Flaco López, atacante do Palmeiras e convocado da seleção argentina, é o único jogador que atua no futebol brasileiro entre os 24 semifinalistas do Mundial. A presença dele contrasta com a maioria dos atletas das quatro seleções — França, Espanha, Inglaterra e Argentina — que vestem clubes europeus.
Participação decisiva
Na partida contra a Suíça, disputada no sábado, 11 de julho, López entrou no segundo tempo da prorrogação e participou diretamente do lance que originou o gol de Júlian Álvarez (atacante, Manchester City), que abriu o placar. Depois, Lautaro Martínez (atacante, Inter de Milão) ampliou e a Argentina fechou em 3 a 1.
O atacante do Palmeiras soma, até agora, 18 minutos em campo nesta Copa e tem sido usado como opção tática pelo técnico. Mesmo com tempo reduzido, deu contribuição importante na reta final do duelo contra os suíços.
Programação das semifinais (horário de Brasília)

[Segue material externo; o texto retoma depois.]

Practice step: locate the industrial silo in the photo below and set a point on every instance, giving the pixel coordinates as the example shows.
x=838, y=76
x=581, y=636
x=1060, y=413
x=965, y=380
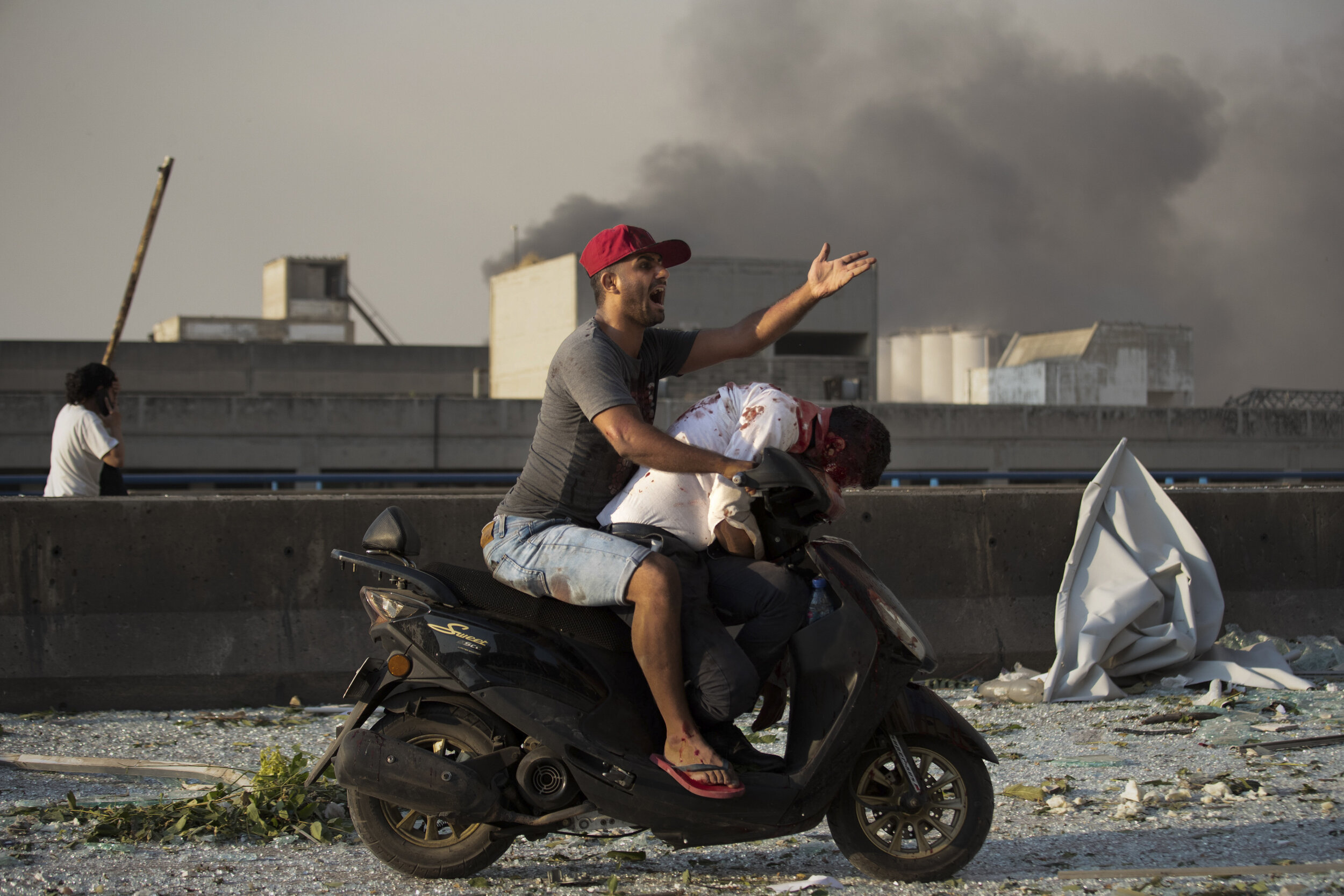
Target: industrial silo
x=969, y=350
x=906, y=374
x=936, y=367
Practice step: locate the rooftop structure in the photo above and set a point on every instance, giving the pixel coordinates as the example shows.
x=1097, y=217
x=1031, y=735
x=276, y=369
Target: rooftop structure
x=1125, y=364
x=1289, y=399
x=303, y=300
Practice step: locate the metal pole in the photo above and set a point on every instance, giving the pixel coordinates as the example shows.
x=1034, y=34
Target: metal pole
x=165, y=170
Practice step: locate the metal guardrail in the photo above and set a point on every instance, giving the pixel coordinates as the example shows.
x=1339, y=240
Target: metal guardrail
x=1166, y=477
x=276, y=480
x=12, y=484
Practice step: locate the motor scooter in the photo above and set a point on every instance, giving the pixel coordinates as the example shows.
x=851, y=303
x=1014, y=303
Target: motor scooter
x=512, y=716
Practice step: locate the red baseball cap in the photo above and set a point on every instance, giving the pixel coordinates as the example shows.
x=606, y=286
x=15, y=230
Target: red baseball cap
x=623, y=241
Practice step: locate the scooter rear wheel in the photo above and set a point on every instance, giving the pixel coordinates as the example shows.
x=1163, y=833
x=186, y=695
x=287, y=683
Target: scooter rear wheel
x=412, y=841
x=932, y=843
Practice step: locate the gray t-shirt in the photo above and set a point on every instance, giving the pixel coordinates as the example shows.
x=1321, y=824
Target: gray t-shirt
x=571, y=469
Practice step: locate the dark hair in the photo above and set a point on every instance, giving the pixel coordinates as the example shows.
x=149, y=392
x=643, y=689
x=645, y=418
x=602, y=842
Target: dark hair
x=867, y=444
x=84, y=385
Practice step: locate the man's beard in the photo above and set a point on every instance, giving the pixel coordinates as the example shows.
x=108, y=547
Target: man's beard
x=648, y=315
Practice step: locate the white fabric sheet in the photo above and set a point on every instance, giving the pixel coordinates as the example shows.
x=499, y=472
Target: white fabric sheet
x=1140, y=594
x=1139, y=591
x=1260, y=666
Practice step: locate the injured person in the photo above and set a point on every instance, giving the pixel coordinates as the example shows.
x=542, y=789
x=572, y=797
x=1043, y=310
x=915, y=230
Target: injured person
x=706, y=527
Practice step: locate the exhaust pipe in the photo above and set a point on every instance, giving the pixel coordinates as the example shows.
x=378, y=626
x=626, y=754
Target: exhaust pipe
x=413, y=778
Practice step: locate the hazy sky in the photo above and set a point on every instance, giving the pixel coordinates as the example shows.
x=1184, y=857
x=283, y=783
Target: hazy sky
x=413, y=135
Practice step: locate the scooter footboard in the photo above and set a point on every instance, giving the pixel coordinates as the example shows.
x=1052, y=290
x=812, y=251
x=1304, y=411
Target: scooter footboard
x=920, y=711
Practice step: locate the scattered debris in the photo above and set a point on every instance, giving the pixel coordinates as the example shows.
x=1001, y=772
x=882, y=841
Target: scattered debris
x=1302, y=743
x=816, y=880
x=1312, y=868
x=1026, y=792
x=1184, y=718
x=273, y=804
x=115, y=766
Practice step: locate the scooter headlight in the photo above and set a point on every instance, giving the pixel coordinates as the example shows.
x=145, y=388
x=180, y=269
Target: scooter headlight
x=386, y=606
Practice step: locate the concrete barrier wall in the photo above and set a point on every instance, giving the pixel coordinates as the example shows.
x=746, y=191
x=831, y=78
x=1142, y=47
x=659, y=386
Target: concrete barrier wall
x=173, y=602
x=249, y=369
x=315, y=433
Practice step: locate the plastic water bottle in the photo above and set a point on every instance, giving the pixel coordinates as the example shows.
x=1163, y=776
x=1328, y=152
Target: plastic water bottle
x=820, y=604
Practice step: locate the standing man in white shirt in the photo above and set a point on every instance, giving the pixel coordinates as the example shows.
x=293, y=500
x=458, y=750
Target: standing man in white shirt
x=87, y=436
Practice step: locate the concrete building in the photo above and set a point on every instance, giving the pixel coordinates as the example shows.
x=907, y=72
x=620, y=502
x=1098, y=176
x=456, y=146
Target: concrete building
x=1120, y=364
x=303, y=300
x=1125, y=364
x=253, y=369
x=831, y=355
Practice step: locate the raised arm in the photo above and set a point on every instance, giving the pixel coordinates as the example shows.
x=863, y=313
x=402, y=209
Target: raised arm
x=756, y=331
x=651, y=447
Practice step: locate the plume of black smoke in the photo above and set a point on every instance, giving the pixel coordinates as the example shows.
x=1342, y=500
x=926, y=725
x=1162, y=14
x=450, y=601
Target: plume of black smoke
x=999, y=182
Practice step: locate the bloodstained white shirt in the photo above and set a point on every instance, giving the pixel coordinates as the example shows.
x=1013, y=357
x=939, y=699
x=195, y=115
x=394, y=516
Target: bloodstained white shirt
x=738, y=422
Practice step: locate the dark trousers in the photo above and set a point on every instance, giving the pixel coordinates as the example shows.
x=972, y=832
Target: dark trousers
x=724, y=675
x=767, y=599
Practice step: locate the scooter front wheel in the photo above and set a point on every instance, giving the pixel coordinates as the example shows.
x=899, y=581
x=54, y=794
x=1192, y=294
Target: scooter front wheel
x=894, y=838
x=423, y=845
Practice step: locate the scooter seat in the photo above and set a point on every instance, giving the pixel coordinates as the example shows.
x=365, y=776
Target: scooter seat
x=480, y=590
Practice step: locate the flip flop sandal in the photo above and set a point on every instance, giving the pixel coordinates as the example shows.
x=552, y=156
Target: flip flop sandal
x=699, y=787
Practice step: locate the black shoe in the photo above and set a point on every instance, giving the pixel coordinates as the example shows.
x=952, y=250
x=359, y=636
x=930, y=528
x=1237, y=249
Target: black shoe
x=733, y=746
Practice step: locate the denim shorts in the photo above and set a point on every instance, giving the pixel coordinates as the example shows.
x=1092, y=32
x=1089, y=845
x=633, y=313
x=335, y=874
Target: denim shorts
x=560, y=559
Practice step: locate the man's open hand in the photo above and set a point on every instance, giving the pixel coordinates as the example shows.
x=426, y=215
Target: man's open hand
x=826, y=277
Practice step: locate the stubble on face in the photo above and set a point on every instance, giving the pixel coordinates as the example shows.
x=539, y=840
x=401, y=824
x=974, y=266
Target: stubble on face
x=643, y=291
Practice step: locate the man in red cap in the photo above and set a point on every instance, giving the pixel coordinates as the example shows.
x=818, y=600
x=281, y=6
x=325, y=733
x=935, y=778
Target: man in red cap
x=596, y=428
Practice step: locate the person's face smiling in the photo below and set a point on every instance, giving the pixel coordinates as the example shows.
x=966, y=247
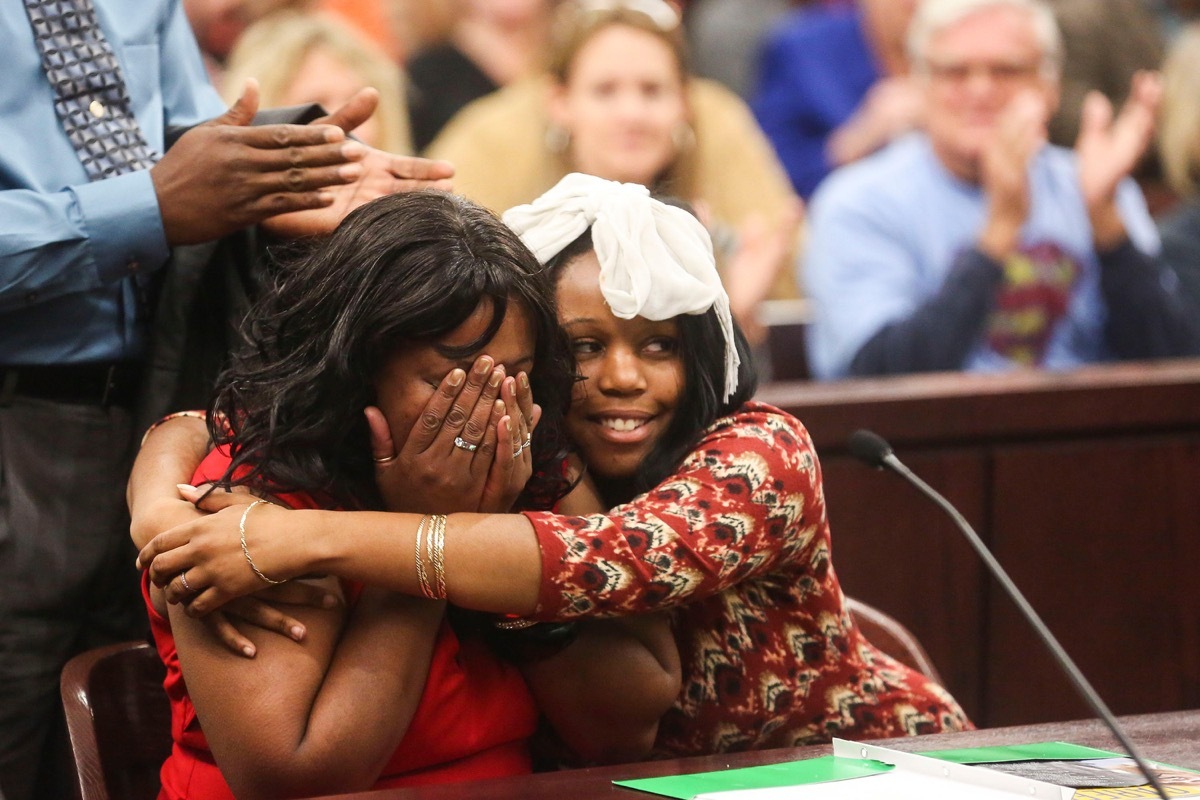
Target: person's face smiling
x=633, y=376
x=622, y=103
x=408, y=379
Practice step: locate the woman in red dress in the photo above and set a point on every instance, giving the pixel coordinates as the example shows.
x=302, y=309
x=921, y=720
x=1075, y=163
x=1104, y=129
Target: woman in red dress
x=717, y=505
x=391, y=314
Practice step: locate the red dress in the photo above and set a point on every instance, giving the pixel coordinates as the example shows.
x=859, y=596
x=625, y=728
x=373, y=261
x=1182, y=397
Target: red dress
x=736, y=542
x=473, y=721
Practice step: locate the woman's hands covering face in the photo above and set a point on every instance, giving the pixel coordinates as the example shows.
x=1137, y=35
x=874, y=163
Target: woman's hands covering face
x=467, y=450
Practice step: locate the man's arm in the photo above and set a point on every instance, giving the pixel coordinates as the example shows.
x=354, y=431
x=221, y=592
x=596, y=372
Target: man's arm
x=1147, y=318
x=168, y=457
x=899, y=329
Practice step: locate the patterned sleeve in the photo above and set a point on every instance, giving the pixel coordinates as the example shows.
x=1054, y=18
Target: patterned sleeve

- Terça-feira, 14 de julho — 16h: França x Espanha — AT&T Stadium, Dallas
- Quarta-feira, 15 de julho — 16h: Inglaterra x Argentina — Mercedes-Benz Stadium, Atlanta
A final está marcada para 19 de julho, em Nova Jersey, e o jogo pelo terceiro lugar será em 18 de julho, em Miami.
Contexto e análise
A situação de López revela duas tendências claras: a força das ligas europeias na formação dos elencos das seleções e a rara visibilidade que um atleta do Brasileirão pode ganhar em um Mundial moderno. A Premier League e a LaLiga seguem dominando o mapa dos convocados, com a maioria dos semifinalistas atuando nesses campeonatos.
Para o Palmeiras e para o futebol brasileiro, a presença de um jogador atuando no país entre os semifinalistas é tanto motivo de orgulho quanto um lembrete da saída precoce de talentos rumo à Europa. No caso de López, a entrada curta mas decisiva reforça o valor de ter peças de impacto no banco.
O momento
Foi cena de novela: entrada no cansaço, loucura do gramado e o passe que desmontou a defesa suíça. O atacante do Verdão viveu ali, em minutos, a intensidade que só um mata-mata mundial oferece — e levou o nome do Brasileirão junto ao apito final.